Die Oper Animal Farm des russischen, im Exil lebenden Komponisten Alexander Raskatov beruht auf George Orwells gleichnamigem Roman, in dem er bitter-satirisch vorführt, wie eine Revolution, die aus hehren Motiven entsteht – eine gerechtere, die Benachteiligten und Ausgebeuteten gleich behandelnde Gesellschaft soll geschaffen werden – immer mehr zu einer totalitären Gewaltherrschaft verkommt. 

Diesen Degenerierungsprozess schildert Orwell am Beispiel des Aufstands der Tiere auf einem Bauernhof gegen ihre Herren, die Menschen, in dem sich die Schweine als Anführer verdient machen und sich, nach der Vertreibung der bisherigen Machthaber, nach und nach immer mehr Privilegien zugestehen, die Macht brutal an sich reißen, die ursprünglichen Ziele der Revolution verraten und sich am Schluss von den vorherigen Machthabern und deren Praktiken nicht mehr unterscheiden. 

Die Zustimmung holen sie sich durch manipulative Pressearbeit (einmal wird eine riesige Druckmaschine aufgefahren) und durch die Verfolgung und Ausmerzung aller, die anderer Meinung sind. Schauprozesse und Selbstbezichtigungen der Opfer stehen auf der Tagesordnung.

Daniel Jenz (Mr. Jones), Aurora Marthens (Mrs. Jones), Wolfgang Bankl (Napoleon), Christian Unterreiner (Mr. Pilkington), Holly Flack (Mollie), Ensemble. Alle Fotos: Wiener Staatsoper / Michael Pöhn Daniel Jenz (Mr. Jones), Aurora Marthens (Mrs. Jones), Wolfgang Bankl (Napoleon), Christian Unterreiner (Mr. Pilkington), Holly Flack (Mollie), Ensemble

In der Regie von Damiano Michieletto legen im weiteren Verlauf immer mehr der Tiere ihre Schweine-, Esels-, Schafs- und Kuh-Masken ab und werden so selbst zu Menschen, also zu jener Spezies, die sie einst bekämpft haben: Das Unheil ist nicht bestialisch, sondern menschlich. Entgegen ihrer ursprünglichen Faustregel Zwei Beine schlecht, vier Beine gut sitzen die elitären Führer mit den Menschen längst wieder an einem Tisch und sind gemäß ihrer Gesinnung ohnehin schon zu Zweibeinern geworden.

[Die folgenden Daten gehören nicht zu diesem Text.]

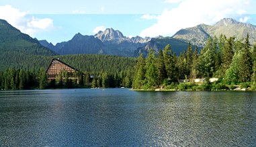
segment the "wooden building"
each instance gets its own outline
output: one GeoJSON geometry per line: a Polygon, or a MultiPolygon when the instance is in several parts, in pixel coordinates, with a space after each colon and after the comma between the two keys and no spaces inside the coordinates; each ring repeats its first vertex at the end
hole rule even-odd
{"type": "Polygon", "coordinates": [[[56,79],[62,72],[67,72],[73,75],[74,72],[79,72],[78,70],[63,62],[59,58],[53,58],[46,70],[46,75],[49,81],[56,79]]]}

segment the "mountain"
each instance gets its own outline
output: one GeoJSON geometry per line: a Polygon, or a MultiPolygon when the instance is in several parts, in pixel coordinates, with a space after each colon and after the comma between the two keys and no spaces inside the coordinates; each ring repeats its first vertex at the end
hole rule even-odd
{"type": "Polygon", "coordinates": [[[224,18],[214,26],[200,24],[195,27],[181,29],[173,38],[191,42],[198,46],[204,46],[209,36],[218,37],[221,34],[227,38],[235,37],[237,39],[245,38],[247,33],[250,36],[251,44],[255,43],[256,26],[242,22],[234,19],[224,18]]]}
{"type": "Polygon", "coordinates": [[[139,36],[130,38],[118,30],[108,28],[94,36],[83,36],[78,33],[71,40],[58,43],[56,46],[46,40],[40,42],[59,54],[103,54],[132,56],[134,50],[150,40],[150,38],[139,36]]]}
{"type": "Polygon", "coordinates": [[[0,52],[53,56],[56,53],[41,45],[36,39],[22,33],[5,20],[0,19],[0,52]]]}
{"type": "MultiPolygon", "coordinates": [[[[138,56],[140,53],[146,55],[150,49],[153,49],[157,54],[159,53],[159,50],[163,50],[168,44],[171,45],[171,50],[177,55],[179,55],[184,50],[187,50],[189,44],[187,42],[177,40],[171,37],[158,37],[152,38],[151,41],[148,42],[146,45],[141,48],[137,48],[134,51],[134,56],[138,56]]],[[[192,46],[193,48],[195,48],[192,46]]],[[[199,47],[198,49],[201,49],[199,47]]]]}
{"type": "MultiPolygon", "coordinates": [[[[93,36],[83,36],[80,33],[67,42],[58,44],[62,46],[58,49],[60,54],[103,54],[103,43],[93,36]]],[[[59,48],[59,47],[58,47],[59,48]]]]}
{"type": "Polygon", "coordinates": [[[97,34],[94,35],[94,37],[99,38],[102,42],[114,44],[120,44],[124,42],[143,44],[151,40],[151,38],[142,38],[138,36],[130,38],[124,36],[121,32],[119,30],[114,30],[113,28],[107,28],[104,32],[99,31],[97,34]]]}

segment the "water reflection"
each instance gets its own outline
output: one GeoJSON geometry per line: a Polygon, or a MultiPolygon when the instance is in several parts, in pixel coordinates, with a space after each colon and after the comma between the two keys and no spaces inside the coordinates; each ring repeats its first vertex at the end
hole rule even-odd
{"type": "Polygon", "coordinates": [[[255,146],[256,93],[0,92],[0,146],[255,146]]]}

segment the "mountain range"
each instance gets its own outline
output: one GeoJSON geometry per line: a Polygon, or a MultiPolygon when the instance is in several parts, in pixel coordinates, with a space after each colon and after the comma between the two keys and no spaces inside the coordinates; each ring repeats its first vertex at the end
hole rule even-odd
{"type": "Polygon", "coordinates": [[[42,56],[56,54],[54,52],[41,45],[37,40],[22,33],[5,20],[0,19],[0,52],[3,54],[3,52],[42,56]]]}
{"type": "Polygon", "coordinates": [[[140,53],[146,54],[151,48],[157,54],[168,44],[171,44],[175,53],[179,54],[187,48],[189,42],[200,49],[210,36],[218,37],[222,34],[228,38],[234,36],[241,39],[245,38],[247,33],[251,44],[253,44],[256,40],[256,26],[224,18],[214,26],[200,24],[181,29],[172,37],[143,38],[136,36],[130,38],[124,36],[119,30],[108,28],[94,36],[83,36],[78,33],[71,40],[58,43],[56,46],[46,40],[39,42],[59,54],[99,54],[136,57],[140,53]]]}
{"type": "Polygon", "coordinates": [[[181,29],[173,38],[191,42],[198,46],[204,46],[210,36],[218,37],[222,34],[227,38],[235,37],[238,40],[245,38],[249,34],[251,44],[254,44],[256,41],[255,26],[239,22],[232,18],[224,18],[213,26],[200,24],[195,27],[181,29]]]}
{"type": "Polygon", "coordinates": [[[46,40],[38,41],[32,38],[6,21],[0,19],[0,52],[2,56],[7,52],[12,52],[13,54],[19,54],[19,56],[22,53],[40,56],[97,54],[136,57],[140,53],[146,55],[151,48],[157,54],[159,50],[169,44],[173,52],[179,54],[187,48],[189,42],[202,48],[210,36],[218,36],[223,34],[228,38],[234,36],[241,39],[245,38],[247,33],[251,44],[254,44],[256,26],[225,18],[213,26],[200,24],[181,29],[172,37],[129,38],[124,36],[119,30],[108,28],[94,36],[83,36],[77,33],[71,40],[57,43],[54,46],[46,40]]]}

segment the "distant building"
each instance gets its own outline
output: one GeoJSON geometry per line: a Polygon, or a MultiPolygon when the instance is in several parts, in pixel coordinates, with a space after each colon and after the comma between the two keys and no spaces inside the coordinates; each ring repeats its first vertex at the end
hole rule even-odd
{"type": "Polygon", "coordinates": [[[53,58],[47,68],[46,73],[48,79],[50,81],[56,79],[57,76],[60,75],[63,71],[69,73],[80,72],[78,70],[63,62],[60,59],[53,58]]]}

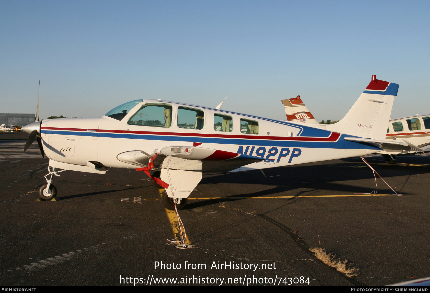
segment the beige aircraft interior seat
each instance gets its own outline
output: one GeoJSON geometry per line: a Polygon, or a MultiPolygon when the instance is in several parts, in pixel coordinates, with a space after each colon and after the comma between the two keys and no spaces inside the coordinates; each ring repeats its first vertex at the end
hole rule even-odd
{"type": "Polygon", "coordinates": [[[168,128],[172,125],[172,110],[166,109],[164,111],[164,125],[163,126],[165,128],[168,128]]]}

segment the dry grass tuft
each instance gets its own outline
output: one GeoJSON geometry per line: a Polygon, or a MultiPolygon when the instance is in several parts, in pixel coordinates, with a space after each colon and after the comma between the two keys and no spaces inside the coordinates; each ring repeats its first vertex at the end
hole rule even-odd
{"type": "Polygon", "coordinates": [[[315,247],[309,248],[309,250],[313,253],[315,257],[328,266],[335,268],[339,272],[344,273],[347,276],[351,278],[358,275],[358,269],[351,266],[351,264],[347,263],[347,260],[341,260],[335,258],[333,253],[326,252],[325,247],[315,247]]]}

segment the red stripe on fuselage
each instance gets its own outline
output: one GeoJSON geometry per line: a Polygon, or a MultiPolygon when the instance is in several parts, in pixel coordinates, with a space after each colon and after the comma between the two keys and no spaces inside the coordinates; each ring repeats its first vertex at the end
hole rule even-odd
{"type": "Polygon", "coordinates": [[[162,132],[158,131],[134,131],[132,130],[112,130],[108,129],[90,129],[80,128],[62,128],[60,127],[42,127],[41,129],[47,130],[62,130],[68,131],[81,131],[95,130],[98,132],[113,133],[127,133],[136,134],[152,134],[157,135],[169,135],[172,136],[191,136],[206,137],[220,137],[223,138],[240,138],[242,139],[268,140],[298,140],[304,141],[336,141],[341,134],[338,132],[332,132],[330,136],[326,137],[304,137],[300,136],[260,136],[253,134],[248,135],[237,135],[236,134],[218,134],[207,133],[184,133],[180,132],[162,132]]]}
{"type": "Polygon", "coordinates": [[[416,134],[430,134],[430,131],[425,131],[424,132],[403,132],[402,133],[392,133],[387,134],[387,137],[389,136],[398,136],[399,135],[414,135],[416,134]]]}

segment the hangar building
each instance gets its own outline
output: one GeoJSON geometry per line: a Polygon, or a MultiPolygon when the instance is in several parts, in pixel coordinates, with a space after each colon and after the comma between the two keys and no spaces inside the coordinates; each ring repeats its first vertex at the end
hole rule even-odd
{"type": "Polygon", "coordinates": [[[7,126],[23,126],[34,122],[35,120],[34,114],[0,113],[0,125],[4,123],[7,126]]]}

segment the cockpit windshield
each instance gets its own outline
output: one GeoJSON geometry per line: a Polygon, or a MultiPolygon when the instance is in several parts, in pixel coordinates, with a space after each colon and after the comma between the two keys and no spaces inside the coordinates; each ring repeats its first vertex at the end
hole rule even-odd
{"type": "Polygon", "coordinates": [[[143,100],[135,100],[131,102],[127,102],[112,109],[106,113],[108,117],[121,121],[127,115],[130,110],[133,109],[136,105],[143,101],[143,100]]]}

Der Text der in englischer Sprache gesungenen Oper stammt von Ian Burton und vom Komponisten, der als gebürtiger Russe die Satire Orwells, die sich offensichtlich gegen den Stalinismus und seine GULAG-Mentalität richtete, noch verschärft und mit der Figur des sexistisch-brutalen Squealer dem übergriffigen sowjetischen Geheimdienstchef Beria ein verheerendes Denkmal setzt. 

Das Libretto wie auch die Regie hat aber ansonsten nicht so sehr die Kritik am stalinistischen Regime im Fokus – Russen-Bashing ist nicht angebracht – sondern überhöht die Satire zu einer bedrückenden Geschichte, die den Niedergang einer Utopie in eine erschreckende Dystopie schildert: Volksherrschaft verkommt zu Totalitarismus, Demokratie wird zur Diktatur, der Traum zum Albtraum.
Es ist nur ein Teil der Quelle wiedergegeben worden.